Великолепная корпоративная вечеринка - Наталия Левитина
Шрифт:
Интервал:
Закладка:
Внутреннее состояние Агнессы Михайловны было понятно сыщикам. Женщина, наверное, прощалась с картиной июльского неба и собиралась с силами для решительного шага. Да, надо было обладать мужеством, чтобы в ясный летний день добровольно отказаться от свободы. Сейчас, после чистосердечного признания холодные челюсти наручников сомкнутся на запястьях Агнессы Михайловны. А потом – промозглая камера, соседи-туберкулезники… Ужасно, ужасно.
– Это я подбросила Соне медальон, – прошептала Агнесса Михайловна. – Сунула ей в сумку.
– Так, – сказал Илья. – Чудесненько. А где взяли?

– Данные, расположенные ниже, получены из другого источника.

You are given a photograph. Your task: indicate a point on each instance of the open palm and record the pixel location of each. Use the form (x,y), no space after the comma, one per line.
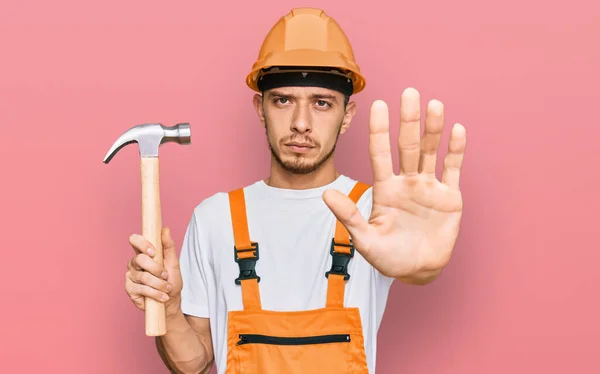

– В озере. Помните, мы с вами встретились у коттеджа? И я была совершенно мокрой? Это я свалилась в воду, пока выуживала медальон. Увидела его – он зацепился за корягу. Блестел так красиво. Я полезла за ним, сорвалась, еле выбралась. А потом подбросила медальон Сонечке.
– Но зачем?
– Бес попутал. Очернить хотела. Чтоб мой сынок от нее отвернулся. Софья совершенно запудрила ему мозги. Он ведь молод, неопытен! А она? Прицепилась к малышу, как пиявка. Ну не пара они, не пара! Как она не понимает? Стара она для Васеньки! И потом, давно не девочка! У Аркадия Игоревича в любовницах была. Что ж, моему сыночку объедками довольствоваться? Он глупый, несмышленый. Думает, нашел богиню. А ведь кругом столько девиц – и красивых, и двадцатилетних, и даже невинных!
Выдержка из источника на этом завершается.